If the Common Core is really going to have better, fairer, fewer tests, it needs to move away from overreliance on multiple-choice items, a.k.a. "standardized." Portfolios would be one solution. No Child Left Behind did not mandate multiple-choice tests, as Vermont and Rhode Island showed. Even less does the Common Core mandate such tests.

For the record, students whose parents did not graduate from college, immigrant children, young people of color, etc., will find it harder to assemble a powerful portfolio, compared to affluent white students. The upper class will always find ways to advantage its children. They're even supposed to: it's a rule that parents should do what they can for their kids, and rich folks can do more. But at least portfolios and some other forms of assessment are less biased than multiple-choice tests. Moreover, since they test abilities that are useful in the workplace and in college, they possess an intrinsic fairness that multiple-choice tests lack.

On March 9, 2014 the conservative columnist Kathleen Parker wrote "Simplifying the SAT." She bemoaned the loss of the analogy items back in 2005. Analogy items were particularly subject to bias. Hence I was glad to see them go, even though, like Parker, I personally enjoy them. Parker wrote, in passing, "Critics of the SAT maintain that the test is biased in favor of students from wealthier families. We all want a level playing field and equal opportunity for children. This is fundamental to who we are."

This is an example of wishful thinking. "We all" do not want this, or we would have it! The affluent and influential want tests that advantage their children, and they have them.

Here is just one of the many ways that affluent and influential families gain unfair advantage on "standardized" tests. They "game" the testing rules. Although rich and powerful families do not want their children in special education (except "gifted and talented" programs), they do want their children to get dispensations for special testing regimens from ETS. Across, say, the Los Angeles metropolitan area, these requests — each bolstered by a statement from a doctor or psychologist paid by the family — map inversely with the prevalence of students assigned to special education. These requests also correlate strongly, when mapped with median family income. And they correlate with the availability of coaching classes for the SAT.

Based on the presentation at the Center for American Progress, the Common Core as tested by the Partnership for Assessment of Readiness for Colleges and Careers may be no fairer to "have-not" students than were the old multiple-choice tests that "No Child Left Behind" spiraled down into using in most states. No fairer than the SAT. Not fair at all. Not fun, either. No fun at all.

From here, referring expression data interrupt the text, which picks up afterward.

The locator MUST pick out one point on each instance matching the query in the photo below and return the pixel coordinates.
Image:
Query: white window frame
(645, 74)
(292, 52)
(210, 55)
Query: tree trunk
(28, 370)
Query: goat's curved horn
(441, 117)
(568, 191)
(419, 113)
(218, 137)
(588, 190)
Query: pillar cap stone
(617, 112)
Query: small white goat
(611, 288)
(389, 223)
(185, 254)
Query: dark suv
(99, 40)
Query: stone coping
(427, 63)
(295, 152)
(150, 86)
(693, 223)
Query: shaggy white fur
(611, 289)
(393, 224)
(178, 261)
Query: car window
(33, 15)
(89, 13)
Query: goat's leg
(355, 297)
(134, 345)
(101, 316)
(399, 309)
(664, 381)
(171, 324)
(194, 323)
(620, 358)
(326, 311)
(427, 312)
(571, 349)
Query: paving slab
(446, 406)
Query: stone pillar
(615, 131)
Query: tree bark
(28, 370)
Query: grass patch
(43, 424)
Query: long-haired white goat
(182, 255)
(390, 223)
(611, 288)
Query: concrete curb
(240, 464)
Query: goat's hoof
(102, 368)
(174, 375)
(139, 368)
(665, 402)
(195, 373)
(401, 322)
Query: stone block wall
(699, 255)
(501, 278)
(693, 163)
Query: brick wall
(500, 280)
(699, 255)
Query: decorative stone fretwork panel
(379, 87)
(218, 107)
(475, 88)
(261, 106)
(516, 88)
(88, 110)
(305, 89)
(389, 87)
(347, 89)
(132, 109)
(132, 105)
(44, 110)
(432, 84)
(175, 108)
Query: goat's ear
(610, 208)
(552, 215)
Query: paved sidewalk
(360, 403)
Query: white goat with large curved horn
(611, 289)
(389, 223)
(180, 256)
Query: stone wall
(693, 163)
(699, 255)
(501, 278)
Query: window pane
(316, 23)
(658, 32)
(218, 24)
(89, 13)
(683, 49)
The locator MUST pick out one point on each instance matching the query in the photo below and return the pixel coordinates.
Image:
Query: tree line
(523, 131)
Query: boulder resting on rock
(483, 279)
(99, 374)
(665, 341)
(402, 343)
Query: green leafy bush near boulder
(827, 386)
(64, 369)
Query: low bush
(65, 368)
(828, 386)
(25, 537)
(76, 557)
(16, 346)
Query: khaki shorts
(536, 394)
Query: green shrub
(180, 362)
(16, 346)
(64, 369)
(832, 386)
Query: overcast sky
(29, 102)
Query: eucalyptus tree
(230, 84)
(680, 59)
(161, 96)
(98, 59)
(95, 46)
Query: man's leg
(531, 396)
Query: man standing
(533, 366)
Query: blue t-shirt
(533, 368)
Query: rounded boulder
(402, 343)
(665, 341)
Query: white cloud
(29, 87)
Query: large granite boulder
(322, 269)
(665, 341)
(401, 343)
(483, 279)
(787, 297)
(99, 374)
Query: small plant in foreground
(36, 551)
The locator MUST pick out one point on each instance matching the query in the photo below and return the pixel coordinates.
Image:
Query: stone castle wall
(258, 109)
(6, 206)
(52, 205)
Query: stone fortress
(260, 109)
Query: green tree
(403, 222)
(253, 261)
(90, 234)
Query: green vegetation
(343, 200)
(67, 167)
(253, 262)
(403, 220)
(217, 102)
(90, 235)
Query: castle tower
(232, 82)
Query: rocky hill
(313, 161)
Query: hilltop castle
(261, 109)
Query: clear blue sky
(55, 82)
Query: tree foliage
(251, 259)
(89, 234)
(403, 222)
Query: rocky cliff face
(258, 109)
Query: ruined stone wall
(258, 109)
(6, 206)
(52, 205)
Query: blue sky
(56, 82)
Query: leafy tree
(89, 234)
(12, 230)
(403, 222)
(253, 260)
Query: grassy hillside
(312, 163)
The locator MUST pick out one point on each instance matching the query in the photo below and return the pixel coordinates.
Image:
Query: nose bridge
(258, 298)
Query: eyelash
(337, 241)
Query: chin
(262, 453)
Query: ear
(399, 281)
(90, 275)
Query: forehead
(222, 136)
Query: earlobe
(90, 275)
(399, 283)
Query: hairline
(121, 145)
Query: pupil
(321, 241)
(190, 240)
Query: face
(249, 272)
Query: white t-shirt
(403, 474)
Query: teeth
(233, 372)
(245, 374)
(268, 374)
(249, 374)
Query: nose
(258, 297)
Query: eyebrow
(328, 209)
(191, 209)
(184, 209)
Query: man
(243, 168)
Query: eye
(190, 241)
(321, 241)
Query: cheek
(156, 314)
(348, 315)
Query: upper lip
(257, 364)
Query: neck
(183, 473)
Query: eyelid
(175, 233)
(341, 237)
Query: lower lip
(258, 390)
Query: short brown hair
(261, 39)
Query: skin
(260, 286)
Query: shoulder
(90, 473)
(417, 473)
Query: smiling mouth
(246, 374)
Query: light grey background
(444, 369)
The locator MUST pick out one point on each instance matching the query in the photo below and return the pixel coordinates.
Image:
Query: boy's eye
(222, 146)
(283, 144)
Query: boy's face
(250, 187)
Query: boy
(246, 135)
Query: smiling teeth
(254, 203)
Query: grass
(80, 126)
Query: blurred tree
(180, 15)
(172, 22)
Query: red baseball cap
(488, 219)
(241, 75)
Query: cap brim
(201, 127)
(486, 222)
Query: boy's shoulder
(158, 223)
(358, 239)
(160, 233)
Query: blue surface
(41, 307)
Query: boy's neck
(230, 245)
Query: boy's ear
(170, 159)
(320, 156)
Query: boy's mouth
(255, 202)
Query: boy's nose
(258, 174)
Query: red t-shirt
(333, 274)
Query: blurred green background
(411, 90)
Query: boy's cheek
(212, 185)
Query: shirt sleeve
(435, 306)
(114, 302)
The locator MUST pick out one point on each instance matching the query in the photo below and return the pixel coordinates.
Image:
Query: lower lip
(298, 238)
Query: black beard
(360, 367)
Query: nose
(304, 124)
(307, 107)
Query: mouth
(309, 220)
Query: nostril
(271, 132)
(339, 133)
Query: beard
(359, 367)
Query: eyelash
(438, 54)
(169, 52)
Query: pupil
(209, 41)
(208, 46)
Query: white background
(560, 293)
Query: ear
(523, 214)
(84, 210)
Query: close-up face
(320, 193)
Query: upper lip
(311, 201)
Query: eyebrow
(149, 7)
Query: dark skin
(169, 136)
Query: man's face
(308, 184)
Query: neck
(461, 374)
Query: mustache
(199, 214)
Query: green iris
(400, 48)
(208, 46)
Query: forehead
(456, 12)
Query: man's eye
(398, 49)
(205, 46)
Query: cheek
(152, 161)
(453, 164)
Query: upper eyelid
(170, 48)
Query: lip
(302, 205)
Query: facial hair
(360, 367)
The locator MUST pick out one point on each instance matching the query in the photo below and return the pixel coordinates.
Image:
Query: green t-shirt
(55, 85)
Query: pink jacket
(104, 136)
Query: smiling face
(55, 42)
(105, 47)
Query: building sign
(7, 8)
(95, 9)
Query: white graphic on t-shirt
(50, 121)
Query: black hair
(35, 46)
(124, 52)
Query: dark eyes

[1]Since "standardized" implies much more to the lay reader than legitimately intended by the psychometrician, this word needs to be encased in quotation marks. Otherwise, many readers will infer that tests are somehow made "standard" or fair across population groups; just the opposite is usually the case.

[2]See Loewen, "Statement," in Eileen Rudert, ed., The Validity of Testing in Education and Employment (DC: U.S. Commission on Civil Rights, 1993), 42-43; cf. Loewen, "A Sociological View of Aptitude Tests," ibid., 73-89.